Элен действовала испытанным методом. Она знала, что люди под ее напором и под ее знаменитым взглядом просто ломались. Особенно, если они не ожидали ее внезапного появления. Она не раз прибегала к этому приему: внезапно появиться, устремить на человека «взгляд Горгоны» и, в зависимости от ситуации, либо пригрозить, либо просто что-то потребовать. Да, ей не раз попадались крепкие орешки, которые выдерживали этот первый натиск, но все равно Элен удавалось пробить брешь даже в самых стойких противниках. А сейчас перед ней лежал какой-то развратный сопляк в идиотских пошлых стрингах, расслабленный и уж точно не готовый к бою.
Элен, выпрямившись и нарочито громко стуча каблуками, подошла к дивану, глядя Кронбергу прямо в глаза.

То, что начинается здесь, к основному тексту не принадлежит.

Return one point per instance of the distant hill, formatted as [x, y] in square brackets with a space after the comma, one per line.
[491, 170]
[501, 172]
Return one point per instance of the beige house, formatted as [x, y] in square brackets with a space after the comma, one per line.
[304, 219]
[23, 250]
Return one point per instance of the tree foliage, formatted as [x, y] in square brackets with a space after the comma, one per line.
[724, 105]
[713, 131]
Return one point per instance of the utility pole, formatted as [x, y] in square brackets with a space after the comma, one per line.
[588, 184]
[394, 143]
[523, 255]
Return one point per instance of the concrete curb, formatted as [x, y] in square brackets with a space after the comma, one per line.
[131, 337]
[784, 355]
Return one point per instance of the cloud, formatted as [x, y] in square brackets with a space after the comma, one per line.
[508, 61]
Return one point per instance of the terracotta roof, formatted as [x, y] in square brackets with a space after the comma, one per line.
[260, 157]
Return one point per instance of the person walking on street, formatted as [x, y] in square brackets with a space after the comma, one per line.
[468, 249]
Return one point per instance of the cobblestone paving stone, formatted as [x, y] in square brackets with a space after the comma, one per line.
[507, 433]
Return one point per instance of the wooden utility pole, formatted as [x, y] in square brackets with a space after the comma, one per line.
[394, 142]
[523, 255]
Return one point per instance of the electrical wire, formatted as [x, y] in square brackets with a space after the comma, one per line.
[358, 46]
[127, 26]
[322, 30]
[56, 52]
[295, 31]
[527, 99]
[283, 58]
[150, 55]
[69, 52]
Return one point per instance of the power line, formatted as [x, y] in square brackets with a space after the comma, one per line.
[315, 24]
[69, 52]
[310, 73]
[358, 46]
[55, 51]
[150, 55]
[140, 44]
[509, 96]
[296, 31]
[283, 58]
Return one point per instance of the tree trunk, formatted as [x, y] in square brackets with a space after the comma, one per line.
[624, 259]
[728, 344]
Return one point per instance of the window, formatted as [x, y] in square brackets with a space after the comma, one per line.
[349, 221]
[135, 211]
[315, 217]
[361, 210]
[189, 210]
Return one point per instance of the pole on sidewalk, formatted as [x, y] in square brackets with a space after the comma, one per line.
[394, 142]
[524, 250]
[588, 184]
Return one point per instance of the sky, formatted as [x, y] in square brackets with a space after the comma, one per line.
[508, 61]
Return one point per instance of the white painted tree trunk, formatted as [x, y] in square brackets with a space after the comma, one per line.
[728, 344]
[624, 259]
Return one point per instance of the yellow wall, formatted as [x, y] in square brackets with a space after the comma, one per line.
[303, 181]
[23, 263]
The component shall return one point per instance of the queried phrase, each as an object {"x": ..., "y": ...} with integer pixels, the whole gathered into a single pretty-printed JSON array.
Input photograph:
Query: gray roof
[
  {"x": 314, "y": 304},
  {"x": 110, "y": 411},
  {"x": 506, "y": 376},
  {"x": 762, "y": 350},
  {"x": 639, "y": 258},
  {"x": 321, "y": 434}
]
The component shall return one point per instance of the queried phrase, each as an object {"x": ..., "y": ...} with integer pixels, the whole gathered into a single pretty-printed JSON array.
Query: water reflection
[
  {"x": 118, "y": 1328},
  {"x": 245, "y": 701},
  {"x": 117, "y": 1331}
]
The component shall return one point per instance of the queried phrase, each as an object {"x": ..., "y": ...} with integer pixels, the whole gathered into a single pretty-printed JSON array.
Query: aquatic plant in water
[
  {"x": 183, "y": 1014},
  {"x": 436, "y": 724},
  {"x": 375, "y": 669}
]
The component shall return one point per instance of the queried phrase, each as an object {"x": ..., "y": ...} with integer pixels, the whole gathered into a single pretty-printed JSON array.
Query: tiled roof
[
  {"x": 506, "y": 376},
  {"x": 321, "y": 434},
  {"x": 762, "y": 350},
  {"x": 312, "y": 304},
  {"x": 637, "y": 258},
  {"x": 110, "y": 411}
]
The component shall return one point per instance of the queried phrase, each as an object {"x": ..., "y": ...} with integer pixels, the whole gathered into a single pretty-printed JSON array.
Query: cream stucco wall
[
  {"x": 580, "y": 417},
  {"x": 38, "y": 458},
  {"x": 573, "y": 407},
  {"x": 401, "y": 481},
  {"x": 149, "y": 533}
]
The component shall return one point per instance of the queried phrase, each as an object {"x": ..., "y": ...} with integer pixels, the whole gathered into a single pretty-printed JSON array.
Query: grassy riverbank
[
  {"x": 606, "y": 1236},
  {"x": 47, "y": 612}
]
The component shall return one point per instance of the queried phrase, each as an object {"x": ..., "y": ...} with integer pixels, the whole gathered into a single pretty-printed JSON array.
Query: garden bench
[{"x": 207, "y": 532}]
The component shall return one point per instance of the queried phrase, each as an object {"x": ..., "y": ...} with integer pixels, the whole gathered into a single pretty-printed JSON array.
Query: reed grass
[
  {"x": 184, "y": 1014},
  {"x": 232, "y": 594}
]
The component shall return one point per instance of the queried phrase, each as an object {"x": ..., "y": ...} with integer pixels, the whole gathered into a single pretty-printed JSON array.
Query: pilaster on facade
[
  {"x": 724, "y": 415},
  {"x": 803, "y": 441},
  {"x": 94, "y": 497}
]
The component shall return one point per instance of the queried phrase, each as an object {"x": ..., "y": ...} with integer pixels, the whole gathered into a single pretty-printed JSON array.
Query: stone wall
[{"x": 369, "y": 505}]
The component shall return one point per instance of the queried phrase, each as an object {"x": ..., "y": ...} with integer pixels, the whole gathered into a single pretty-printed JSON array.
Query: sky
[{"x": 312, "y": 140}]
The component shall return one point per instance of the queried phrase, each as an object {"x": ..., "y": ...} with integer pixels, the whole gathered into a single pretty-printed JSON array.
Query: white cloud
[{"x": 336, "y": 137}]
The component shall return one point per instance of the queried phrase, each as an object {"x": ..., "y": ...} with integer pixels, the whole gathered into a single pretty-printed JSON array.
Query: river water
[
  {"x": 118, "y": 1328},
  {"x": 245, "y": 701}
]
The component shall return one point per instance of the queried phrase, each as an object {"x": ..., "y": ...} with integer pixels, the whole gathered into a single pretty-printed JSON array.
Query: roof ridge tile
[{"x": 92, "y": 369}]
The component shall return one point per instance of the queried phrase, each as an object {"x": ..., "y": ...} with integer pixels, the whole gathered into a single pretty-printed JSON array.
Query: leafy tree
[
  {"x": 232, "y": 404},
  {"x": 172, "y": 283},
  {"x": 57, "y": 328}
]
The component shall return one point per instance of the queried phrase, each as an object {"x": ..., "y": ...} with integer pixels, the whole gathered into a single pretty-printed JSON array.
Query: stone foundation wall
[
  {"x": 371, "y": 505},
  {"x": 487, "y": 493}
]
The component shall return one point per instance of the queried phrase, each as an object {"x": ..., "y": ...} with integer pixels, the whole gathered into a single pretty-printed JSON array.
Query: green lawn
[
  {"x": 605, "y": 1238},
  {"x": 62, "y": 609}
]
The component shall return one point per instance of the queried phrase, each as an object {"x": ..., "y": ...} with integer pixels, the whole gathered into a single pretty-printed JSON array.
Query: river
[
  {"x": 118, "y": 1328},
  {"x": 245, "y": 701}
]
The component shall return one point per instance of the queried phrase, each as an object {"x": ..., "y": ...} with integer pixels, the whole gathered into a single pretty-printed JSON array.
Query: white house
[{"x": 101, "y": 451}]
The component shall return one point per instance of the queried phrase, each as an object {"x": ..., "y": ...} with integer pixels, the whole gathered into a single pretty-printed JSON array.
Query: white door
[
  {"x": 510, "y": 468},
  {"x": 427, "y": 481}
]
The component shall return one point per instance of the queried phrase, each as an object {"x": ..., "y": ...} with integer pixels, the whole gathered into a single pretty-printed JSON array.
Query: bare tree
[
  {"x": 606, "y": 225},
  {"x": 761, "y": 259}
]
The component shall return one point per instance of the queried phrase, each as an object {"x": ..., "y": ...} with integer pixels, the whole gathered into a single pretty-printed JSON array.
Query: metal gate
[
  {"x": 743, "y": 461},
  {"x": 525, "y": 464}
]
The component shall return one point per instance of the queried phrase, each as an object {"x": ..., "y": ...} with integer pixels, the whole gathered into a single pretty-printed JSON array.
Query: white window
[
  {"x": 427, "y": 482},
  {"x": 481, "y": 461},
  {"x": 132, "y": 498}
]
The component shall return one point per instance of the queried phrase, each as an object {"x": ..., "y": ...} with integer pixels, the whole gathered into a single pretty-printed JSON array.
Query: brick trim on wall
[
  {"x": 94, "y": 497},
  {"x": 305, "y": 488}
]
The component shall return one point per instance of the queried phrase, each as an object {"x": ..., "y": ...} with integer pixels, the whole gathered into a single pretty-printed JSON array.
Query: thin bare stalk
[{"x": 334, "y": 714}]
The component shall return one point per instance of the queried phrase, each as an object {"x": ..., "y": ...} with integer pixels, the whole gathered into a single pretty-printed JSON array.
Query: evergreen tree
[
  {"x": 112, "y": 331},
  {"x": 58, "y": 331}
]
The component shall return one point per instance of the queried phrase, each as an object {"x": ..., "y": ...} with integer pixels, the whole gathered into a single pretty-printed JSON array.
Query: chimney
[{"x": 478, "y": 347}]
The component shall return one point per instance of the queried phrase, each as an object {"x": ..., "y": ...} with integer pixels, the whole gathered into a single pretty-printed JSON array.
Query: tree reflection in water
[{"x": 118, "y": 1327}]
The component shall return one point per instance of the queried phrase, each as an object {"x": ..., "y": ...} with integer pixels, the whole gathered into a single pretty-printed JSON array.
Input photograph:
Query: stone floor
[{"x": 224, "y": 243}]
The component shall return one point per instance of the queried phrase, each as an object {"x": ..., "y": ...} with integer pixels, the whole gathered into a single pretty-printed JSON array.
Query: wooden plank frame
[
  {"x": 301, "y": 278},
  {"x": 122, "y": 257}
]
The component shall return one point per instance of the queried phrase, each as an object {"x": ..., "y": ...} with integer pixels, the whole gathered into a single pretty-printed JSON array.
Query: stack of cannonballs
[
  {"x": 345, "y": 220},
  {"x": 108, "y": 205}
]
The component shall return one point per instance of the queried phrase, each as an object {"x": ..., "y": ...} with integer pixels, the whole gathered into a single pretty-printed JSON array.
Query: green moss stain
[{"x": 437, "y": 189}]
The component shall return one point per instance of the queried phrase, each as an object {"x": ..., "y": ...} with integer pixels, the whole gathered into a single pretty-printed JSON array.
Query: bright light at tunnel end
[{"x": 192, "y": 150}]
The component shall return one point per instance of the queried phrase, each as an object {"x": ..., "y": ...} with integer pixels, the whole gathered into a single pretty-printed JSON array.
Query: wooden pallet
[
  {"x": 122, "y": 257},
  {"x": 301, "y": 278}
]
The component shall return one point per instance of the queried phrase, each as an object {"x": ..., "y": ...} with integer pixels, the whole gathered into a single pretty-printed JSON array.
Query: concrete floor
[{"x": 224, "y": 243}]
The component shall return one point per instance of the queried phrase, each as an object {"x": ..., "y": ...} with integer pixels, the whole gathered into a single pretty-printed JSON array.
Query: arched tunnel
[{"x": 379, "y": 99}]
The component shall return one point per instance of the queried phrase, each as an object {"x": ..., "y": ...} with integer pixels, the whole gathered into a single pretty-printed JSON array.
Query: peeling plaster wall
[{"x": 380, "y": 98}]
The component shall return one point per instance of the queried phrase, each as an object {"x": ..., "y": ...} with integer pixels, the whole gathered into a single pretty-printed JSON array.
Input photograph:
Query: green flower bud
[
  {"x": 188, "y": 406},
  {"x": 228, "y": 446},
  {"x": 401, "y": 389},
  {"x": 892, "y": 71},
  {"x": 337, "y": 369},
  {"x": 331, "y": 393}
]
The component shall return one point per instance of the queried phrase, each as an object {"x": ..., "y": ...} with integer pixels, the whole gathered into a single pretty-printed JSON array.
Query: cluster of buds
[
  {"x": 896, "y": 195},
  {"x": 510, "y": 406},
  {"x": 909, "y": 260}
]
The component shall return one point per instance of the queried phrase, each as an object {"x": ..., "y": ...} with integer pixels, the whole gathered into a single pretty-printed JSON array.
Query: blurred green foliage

— Слушай внимательно, — произнесла она с каменным лицом, четко выговаривая слова, — ты сию же минуту уберешься отсюда. И чтобы больше не смел попадаться мне на глаза. Внизу стоит автомобиль. Тебя довезут до аэропорта, сядешь на рейс в Лос-Анджелес. Билет для тебя уже куплен. Можешь убираться куда угодно. Твой подряд с берлинским филиалом аннулируется. Радуйся тому, что тебе выплатят неустойку. Но если ты еще раз осмелишься появиться в поле моего зрения, платить будешь ты. И до конца жизни не расплатишься.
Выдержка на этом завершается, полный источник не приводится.